Drunk worms
A team from the UvA’s Van ’t Hoff Institute for Molecular Sciences and Institute of Physics collected the prize for their work with inebriated worms. They used the worms to model ‘active matter’ – essentially, particles that can move on their own. Active matter is booming business in biology, chemistry and physics, with scientists desperately searching for a theory that will help them understand how overall properties emerge from individual particle characteristics.
Team member Antoine Deblais: ‘If you show chemists a long, slender moving object, they might see it as a polymer whose conformation fluctuates because of thermal motion. A biologist will see a worm, or snake, that moves because it’s looking for food. As a physicist, you wonder: what is the fundamental difference between those two perspectives?’

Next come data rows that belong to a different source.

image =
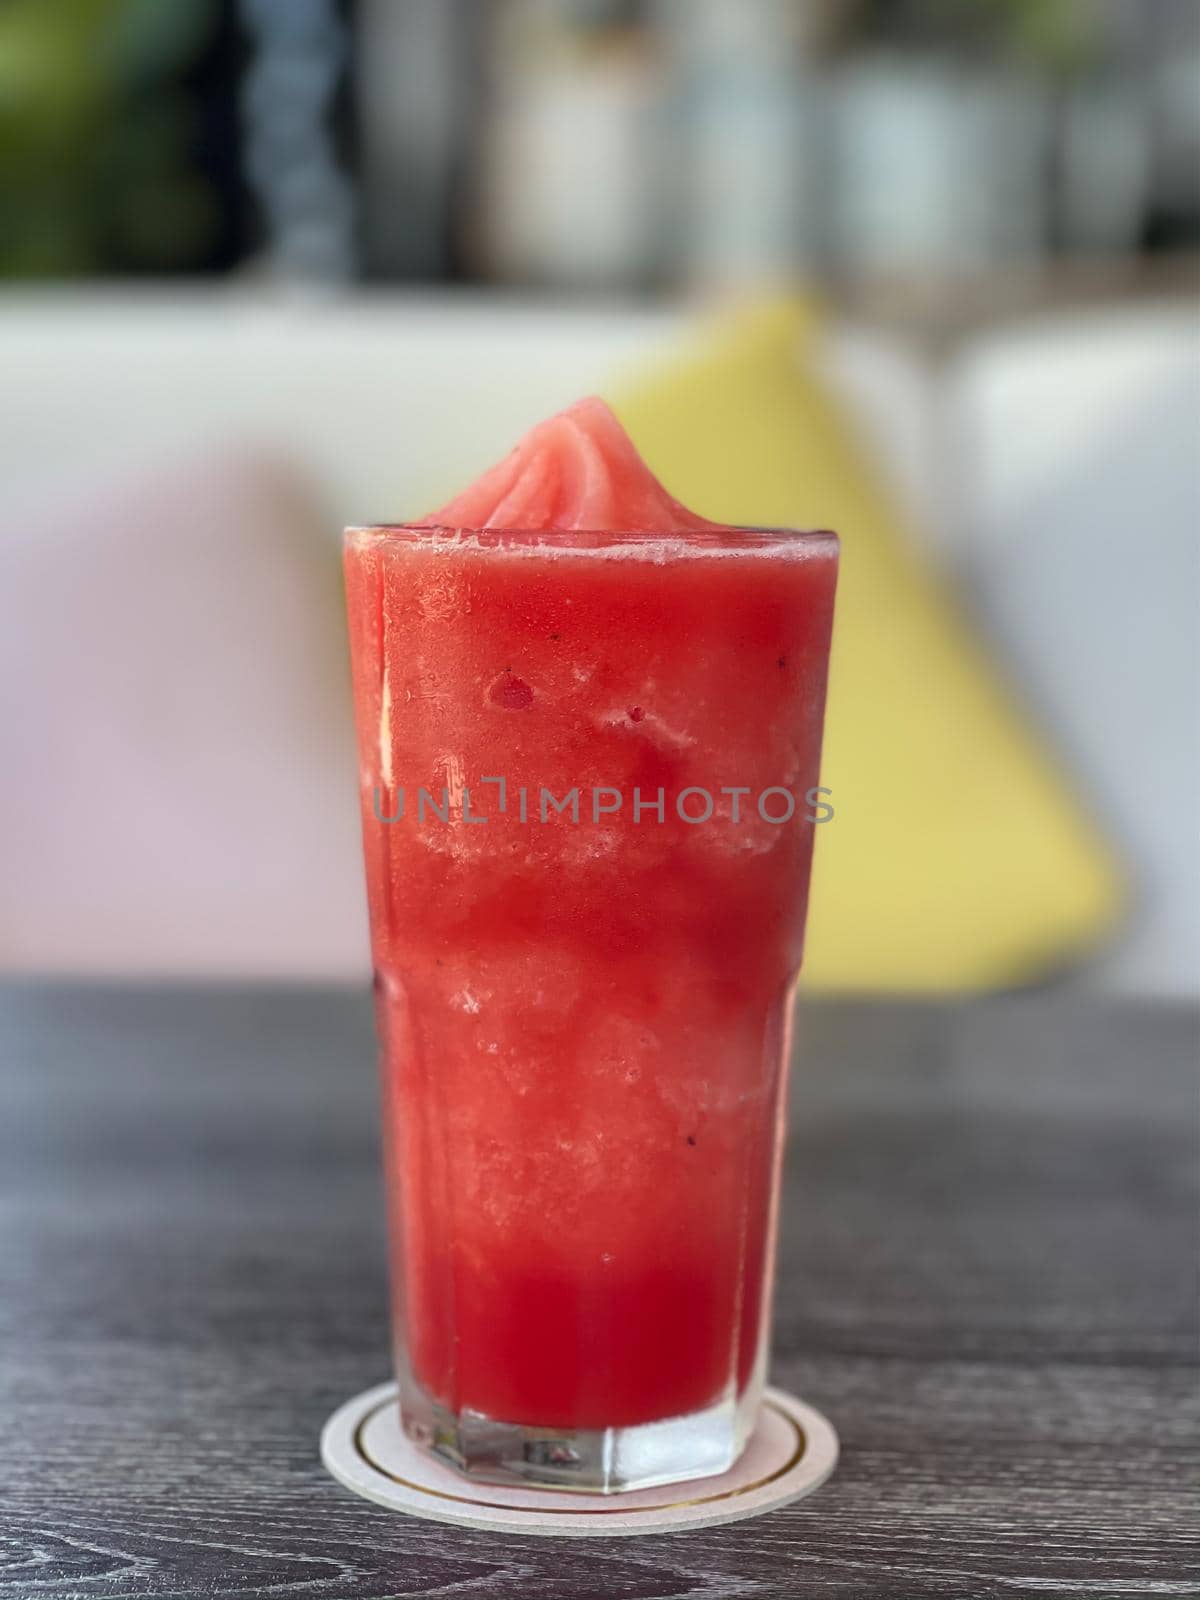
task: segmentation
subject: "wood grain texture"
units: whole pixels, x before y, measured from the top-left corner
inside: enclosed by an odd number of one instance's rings
[[[1195,1019],[811,1006],[774,1380],[812,1500],[579,1543],[340,1489],[387,1376],[374,1042],[344,991],[0,997],[0,1600],[1200,1594]]]

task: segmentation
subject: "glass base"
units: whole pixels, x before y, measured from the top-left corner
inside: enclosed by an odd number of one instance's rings
[[[405,1433],[482,1483],[536,1483],[619,1494],[728,1472],[754,1431],[761,1381],[687,1416],[621,1428],[539,1428],[454,1412],[412,1379],[402,1384]]]

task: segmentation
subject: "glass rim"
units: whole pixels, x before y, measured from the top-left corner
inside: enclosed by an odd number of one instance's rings
[[[719,553],[747,554],[763,550],[794,550],[813,553],[836,551],[840,541],[829,528],[774,528],[755,525],[710,529],[672,530],[670,528],[464,528],[450,523],[365,522],[352,523],[342,533],[350,547],[366,543],[427,544],[442,550],[602,551],[653,547],[669,549],[673,556]]]

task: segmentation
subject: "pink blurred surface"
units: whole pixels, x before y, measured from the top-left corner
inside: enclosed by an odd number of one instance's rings
[[[235,452],[159,467],[10,528],[0,573],[0,966],[365,970],[337,553],[309,485]]]

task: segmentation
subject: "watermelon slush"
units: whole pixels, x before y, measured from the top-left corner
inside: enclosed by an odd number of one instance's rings
[[[723,1470],[836,540],[696,517],[589,401],[345,563],[405,1425],[482,1476]]]

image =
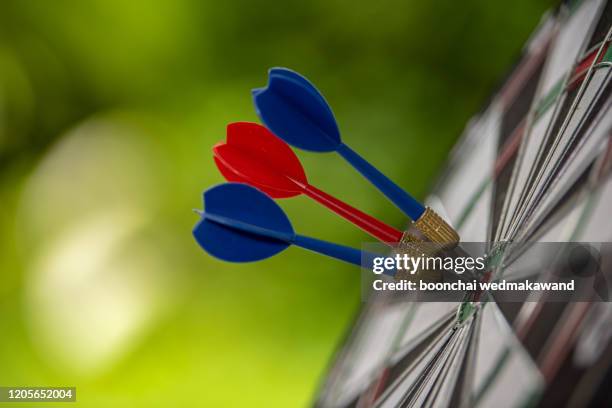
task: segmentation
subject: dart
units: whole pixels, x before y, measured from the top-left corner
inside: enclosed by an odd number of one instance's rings
[[[262,122],[276,136],[298,149],[340,154],[414,220],[415,227],[431,241],[459,241],[457,232],[431,208],[424,207],[342,142],[331,108],[306,78],[287,68],[272,68],[268,85],[254,89],[253,100]]]
[[[229,262],[269,258],[290,245],[354,265],[370,265],[373,254],[296,234],[282,208],[265,193],[242,183],[220,184],[204,192],[204,211],[193,229],[210,255]]]
[[[213,148],[214,160],[228,180],[250,184],[272,198],[304,194],[355,224],[381,242],[397,244],[403,233],[308,183],[293,150],[264,126],[236,122],[227,141]]]

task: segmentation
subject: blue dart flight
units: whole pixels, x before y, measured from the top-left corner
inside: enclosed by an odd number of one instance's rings
[[[373,254],[296,234],[283,209],[263,192],[246,184],[226,183],[204,192],[204,211],[193,229],[210,255],[229,262],[269,258],[289,245],[364,267]]]

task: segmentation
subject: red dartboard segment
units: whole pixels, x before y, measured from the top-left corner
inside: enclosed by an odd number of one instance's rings
[[[213,153],[228,181],[250,184],[273,198],[305,194],[384,243],[401,240],[401,231],[310,185],[295,153],[265,127],[237,122],[227,132],[227,143],[215,145]]]
[[[609,46],[610,46],[609,43],[605,43],[605,44],[601,45],[601,47],[599,47],[599,46],[598,47],[594,47],[582,59],[582,61],[580,61],[578,63],[578,65],[574,69],[573,75],[577,75],[577,74],[583,73],[583,72],[587,71],[589,68],[591,68],[591,66],[595,65],[596,63],[601,62],[603,60],[604,55],[606,54],[606,51],[608,50]]]

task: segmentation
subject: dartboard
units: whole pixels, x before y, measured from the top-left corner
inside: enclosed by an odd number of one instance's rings
[[[430,192],[427,205],[462,242],[489,252],[525,243],[492,280],[520,276],[532,243],[612,241],[611,19],[602,0],[543,16]],[[521,302],[493,293],[411,302],[372,291],[316,405],[612,406],[612,303],[588,301],[610,286],[608,259],[581,301],[538,292]]]

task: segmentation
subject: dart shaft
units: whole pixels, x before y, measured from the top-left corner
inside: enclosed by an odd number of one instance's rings
[[[314,186],[306,185],[303,191],[308,197],[329,208],[383,243],[397,244],[402,239],[401,231],[351,207]]]
[[[316,238],[305,237],[303,235],[296,235],[292,243],[310,251],[361,266],[362,253],[358,249],[322,241]]]
[[[421,203],[415,200],[410,194],[406,193],[350,147],[341,143],[336,151],[407,216],[413,220],[417,220],[421,214],[423,214],[425,207],[423,207]]]

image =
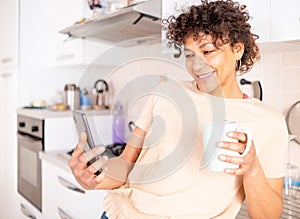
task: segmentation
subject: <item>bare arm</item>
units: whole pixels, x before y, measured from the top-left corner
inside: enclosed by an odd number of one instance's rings
[[[224,142],[221,147],[243,152],[244,142],[247,139],[245,134],[234,132],[232,137],[238,139],[239,143]],[[252,219],[279,219],[283,208],[283,178],[266,178],[253,142],[245,157],[222,156],[220,159],[240,166],[237,169],[225,169],[225,172],[231,175],[243,176],[246,207],[249,216]]]
[[[87,166],[87,162],[103,150],[99,147],[84,153],[83,148],[86,145],[86,136],[83,135],[74,150],[69,166],[78,183],[85,189],[115,189],[124,185],[129,172],[136,162],[142,148],[143,139],[146,135],[140,128],[135,128],[132,136],[140,138],[137,141],[139,145],[127,144],[124,151],[119,157],[109,160],[101,157],[93,165]],[[94,173],[101,167],[103,171],[96,176]]]
[[[283,178],[266,179],[262,167],[244,175],[246,207],[251,218],[280,218],[282,214]]]

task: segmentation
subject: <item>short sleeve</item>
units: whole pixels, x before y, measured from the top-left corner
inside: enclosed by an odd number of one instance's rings
[[[152,118],[153,118],[153,108],[154,108],[154,95],[149,95],[145,105],[142,107],[141,113],[138,119],[135,121],[135,125],[145,132],[148,131]]]
[[[268,127],[269,138],[259,154],[259,160],[266,178],[280,178],[284,176],[285,155],[288,148],[288,130],[284,117],[276,118]]]

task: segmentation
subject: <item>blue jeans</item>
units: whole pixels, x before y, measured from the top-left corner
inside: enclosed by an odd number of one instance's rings
[[[100,219],[108,219],[108,217],[106,216],[106,212],[104,211],[103,214],[101,215]]]

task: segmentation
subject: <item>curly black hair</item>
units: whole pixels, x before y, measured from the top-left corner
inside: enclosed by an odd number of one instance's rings
[[[168,46],[174,46],[179,51],[175,57],[182,53],[182,46],[187,37],[193,36],[197,41],[202,36],[199,33],[210,35],[214,44],[221,39],[223,43],[244,44],[244,54],[241,58],[240,73],[249,71],[254,62],[260,58],[259,48],[255,43],[258,35],[251,33],[249,13],[245,5],[232,0],[209,1],[201,0],[198,6],[191,6],[175,17],[163,19],[163,30],[166,31]]]

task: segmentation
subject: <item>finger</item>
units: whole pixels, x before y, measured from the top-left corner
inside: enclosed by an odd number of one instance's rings
[[[81,132],[79,136],[78,146],[84,151],[84,148],[87,146],[87,135],[85,132]]]
[[[245,159],[243,157],[234,157],[234,156],[228,156],[225,154],[220,154],[218,159],[223,162],[237,164],[237,165],[245,164]]]
[[[246,145],[244,143],[228,142],[228,141],[219,142],[218,147],[222,149],[236,151],[239,152],[240,154],[243,153],[246,149]]]
[[[87,171],[92,174],[95,173],[97,170],[103,169],[104,165],[107,163],[108,158],[103,156],[99,157],[94,163],[92,163],[88,168]]]
[[[84,153],[85,159],[87,161],[92,160],[94,157],[102,154],[105,151],[104,146],[96,146],[92,148],[91,150],[88,150]]]
[[[245,171],[242,168],[238,168],[238,169],[226,168],[224,169],[224,172],[230,175],[242,176],[244,175]]]
[[[106,173],[104,171],[102,171],[101,174],[99,174],[98,176],[95,177],[95,181],[97,183],[101,183],[102,180],[105,178],[105,176],[106,176]]]
[[[237,139],[239,142],[247,142],[247,134],[244,132],[227,132],[227,136],[230,138]]]
[[[80,162],[80,156],[83,154],[81,147],[77,145],[72,153],[71,158],[69,159],[69,167],[74,168],[78,162]]]

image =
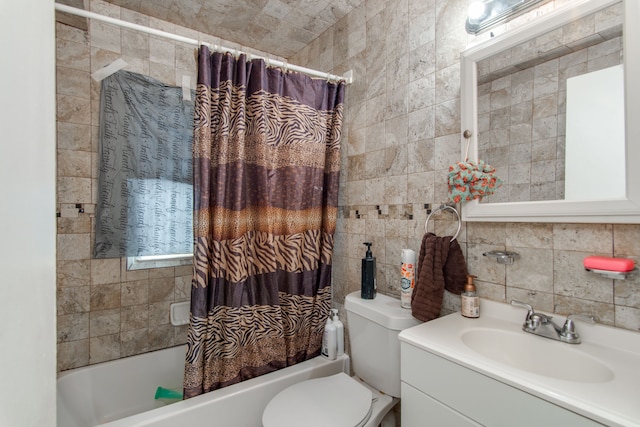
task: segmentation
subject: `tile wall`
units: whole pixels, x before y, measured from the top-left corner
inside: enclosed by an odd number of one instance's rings
[[[544,2],[509,26],[568,2]],[[334,302],[339,308],[347,293],[359,289],[365,241],[373,242],[379,291],[399,295],[400,251],[419,252],[428,212],[446,200],[447,169],[460,157],[460,52],[475,41],[463,27],[468,4],[366,0],[287,58],[355,74],[347,90],[335,239]],[[102,14],[208,39],[101,1],[91,5]],[[100,23],[92,23],[89,32],[57,26],[60,370],[185,340],[184,327],[170,325],[168,308],[189,298],[190,267],[128,272],[122,260],[90,257],[99,96],[90,74],[120,57],[130,70],[167,83],[181,82],[184,74],[195,82],[191,46]],[[448,214],[429,223],[440,235],[456,227]],[[467,223],[458,240],[482,297],[520,299],[561,314],[593,313],[606,324],[640,329],[640,278],[609,280],[581,267],[582,258],[593,254],[640,259],[639,225]],[[521,257],[514,265],[500,265],[482,256],[492,249]],[[443,313],[457,309],[458,298],[446,295]]]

Bachelor’s student Tess Heeremans built a separation device for use in the experiment. Heeremans: ‘’Just as the setup was ready, the Covid lockdown hit and lab access became impossible. The only solution? Move the whole thing to my student room!’ The separation device was a maze that helped differentiate worms with different activity levels as they slalomed through it. By getting half of the worms drunk before the race, the difference in their activity levels became greater. The worms used for the experiment were bought in an aquarium store (where they are sold as fish food – an idea of team member Sander Woutersen, who had used them as a child), and were flushed through the maze with a water flow. The team found that drunk worms take longer to get out of the maze than sober ones. This may seem obvious, but since inactive worms “go with the flow”, the team initially expected the drunk worms to come out first.
‘Some scientists dream of the Nobel prize. I have always wanted the Ig Nobel,’ says team member Daniel Bonn. Woutersen: ‘It was the most fun Friday-afternoon experiment we ever did and look where it got us!’